The authors propose MagicTime, a framework that modifies pre-trained text-to-video diffusion models to generate metamorphic time-lapse videos. Key components include: 1) MagicAdapter: decouples spatial and temporal training to encode physical knowledge from metamorphic videos, 2) Dynamic Frames Extraction: adapts to the characteristics of time-lapse videos and prioritizes metamorphic features, and 3) Magic Text-Encoder: refines prompt understanding for metamorphic videos. Additionally, the authors create ChronoMagic, a new dataset of time-lapse videos with detailed captions, to train and evaluate MagicTime.

Result

MagicTime generates high-quality metamorphic videos that capture complex transformations and align with textual prompts.
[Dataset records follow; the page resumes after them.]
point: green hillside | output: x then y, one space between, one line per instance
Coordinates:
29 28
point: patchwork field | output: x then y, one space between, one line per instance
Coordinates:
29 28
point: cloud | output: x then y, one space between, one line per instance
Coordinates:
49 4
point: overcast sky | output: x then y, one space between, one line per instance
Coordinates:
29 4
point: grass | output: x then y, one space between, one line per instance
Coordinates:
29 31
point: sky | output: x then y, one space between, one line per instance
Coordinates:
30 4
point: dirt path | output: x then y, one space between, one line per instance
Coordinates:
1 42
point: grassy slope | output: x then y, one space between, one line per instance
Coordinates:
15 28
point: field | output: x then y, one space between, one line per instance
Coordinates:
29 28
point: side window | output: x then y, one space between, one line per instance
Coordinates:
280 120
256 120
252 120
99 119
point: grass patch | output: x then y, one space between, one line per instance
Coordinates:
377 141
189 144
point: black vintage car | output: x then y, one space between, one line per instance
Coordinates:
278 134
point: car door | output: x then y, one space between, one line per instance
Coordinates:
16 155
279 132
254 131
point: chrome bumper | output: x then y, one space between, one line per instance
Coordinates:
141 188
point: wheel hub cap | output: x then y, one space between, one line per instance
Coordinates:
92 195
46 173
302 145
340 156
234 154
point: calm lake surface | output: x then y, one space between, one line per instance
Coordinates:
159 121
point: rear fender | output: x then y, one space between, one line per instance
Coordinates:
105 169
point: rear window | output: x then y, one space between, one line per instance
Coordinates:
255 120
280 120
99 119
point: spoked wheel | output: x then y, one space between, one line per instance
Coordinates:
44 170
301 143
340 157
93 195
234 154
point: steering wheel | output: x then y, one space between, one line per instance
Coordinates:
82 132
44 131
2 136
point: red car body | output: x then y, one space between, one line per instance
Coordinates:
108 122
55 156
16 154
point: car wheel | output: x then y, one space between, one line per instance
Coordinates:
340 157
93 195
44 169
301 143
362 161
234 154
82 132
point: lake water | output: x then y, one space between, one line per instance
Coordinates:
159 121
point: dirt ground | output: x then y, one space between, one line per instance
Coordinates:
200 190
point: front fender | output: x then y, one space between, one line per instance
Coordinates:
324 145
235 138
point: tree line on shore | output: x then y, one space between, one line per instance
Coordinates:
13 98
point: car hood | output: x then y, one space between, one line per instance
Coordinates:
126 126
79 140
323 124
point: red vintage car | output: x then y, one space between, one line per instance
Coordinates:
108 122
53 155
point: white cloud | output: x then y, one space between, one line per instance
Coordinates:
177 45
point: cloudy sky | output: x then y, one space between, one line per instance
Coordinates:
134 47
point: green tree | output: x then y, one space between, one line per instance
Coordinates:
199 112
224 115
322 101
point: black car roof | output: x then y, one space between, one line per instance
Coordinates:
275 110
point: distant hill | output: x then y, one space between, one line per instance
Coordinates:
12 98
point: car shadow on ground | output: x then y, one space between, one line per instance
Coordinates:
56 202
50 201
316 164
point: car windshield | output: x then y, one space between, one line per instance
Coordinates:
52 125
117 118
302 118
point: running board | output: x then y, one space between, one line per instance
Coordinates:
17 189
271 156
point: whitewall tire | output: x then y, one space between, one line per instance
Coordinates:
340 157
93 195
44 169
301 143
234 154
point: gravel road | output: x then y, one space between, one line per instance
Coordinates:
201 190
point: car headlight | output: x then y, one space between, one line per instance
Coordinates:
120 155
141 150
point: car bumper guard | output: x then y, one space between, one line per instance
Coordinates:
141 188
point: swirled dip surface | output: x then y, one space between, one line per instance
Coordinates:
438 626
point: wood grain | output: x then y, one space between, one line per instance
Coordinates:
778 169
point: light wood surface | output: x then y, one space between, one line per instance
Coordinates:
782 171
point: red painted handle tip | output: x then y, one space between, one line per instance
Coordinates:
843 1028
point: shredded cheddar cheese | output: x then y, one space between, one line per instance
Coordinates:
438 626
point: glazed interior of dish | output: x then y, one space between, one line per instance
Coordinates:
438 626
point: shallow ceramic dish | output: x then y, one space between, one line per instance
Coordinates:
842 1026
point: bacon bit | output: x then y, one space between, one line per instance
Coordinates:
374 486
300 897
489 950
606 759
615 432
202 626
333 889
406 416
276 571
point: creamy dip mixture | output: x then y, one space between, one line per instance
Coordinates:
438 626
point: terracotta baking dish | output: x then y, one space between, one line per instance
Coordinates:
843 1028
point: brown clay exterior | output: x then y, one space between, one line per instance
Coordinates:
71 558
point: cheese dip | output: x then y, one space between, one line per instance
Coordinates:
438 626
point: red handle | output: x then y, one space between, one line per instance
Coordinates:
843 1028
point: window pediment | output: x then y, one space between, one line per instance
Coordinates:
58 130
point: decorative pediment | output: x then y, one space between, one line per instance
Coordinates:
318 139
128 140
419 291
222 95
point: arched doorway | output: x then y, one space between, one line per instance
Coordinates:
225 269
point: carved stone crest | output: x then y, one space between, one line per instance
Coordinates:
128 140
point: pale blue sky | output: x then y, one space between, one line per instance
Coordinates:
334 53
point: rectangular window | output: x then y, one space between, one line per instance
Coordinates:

It outperforms existing text-to-video generation methods in both qualitative and quantitative evaluations, demonstrating superior visual quality, frame consistency, and text alignment. The authors also conduct ablation studies to validate the contribution of each component in MagicTime.

LF

The authors acknowledge limitations in evaluating generative models for metamorphic videos due to the lack of established metrics beyond FID, FVD, and CLIP Similarity. They plan to investigate more comprehensive evaluation metrics in future work. Additionally, the authors are exploring the integration of MagicTime with DiT-based architectures, such as Open-Sora-Plan, to further enhance metamorphic video generation capabilities.

Abstract

Recent advances in Text-to-Video generation (T2V) have achieved remarkable success in synthesizing high-quality general videos from textual descriptions. A largely overlooked problem in T2V is that existing models have not adequately encoded physical knowledge of the real world, thus generated videos tend to have limited motion and poor variations. In this paper, we propose \textbf{MagicTime}, a metamorphic time-lapse video generation model, which learns real-world physics knowledge from time-lapse videos and implements metamorphic generation. First, we design a MagicAdapter scheme to decouple spatial and temporal training, encode more physical knowledge from metamorphic videos, and transform pre-trained T2V models to generate metamorphic videos. Second, we introduce a Dynamic Frames Extraction strategy to adapt to metamorphic time-lapse videos, which have a wider variation range and cover dramatic object metamorphic processes, thus embodying more physical knowledge than general videos. Finally, we introduce a Magic Text-Encoder to improve the understanding of metamorphic video prompts. Furthermore, we create a time-lapse video-text dataset called \textbf{ChronoMagic}, specifically curated to unlock the metamorphic video generation ability. Extensive experiments demonstrate the superiority and effectiveness of MagicTime for generating high-quality and dynamic metamorphic videos, suggesting time-lapse video generation is a promising path toward building metamorphic simulators of the physical world.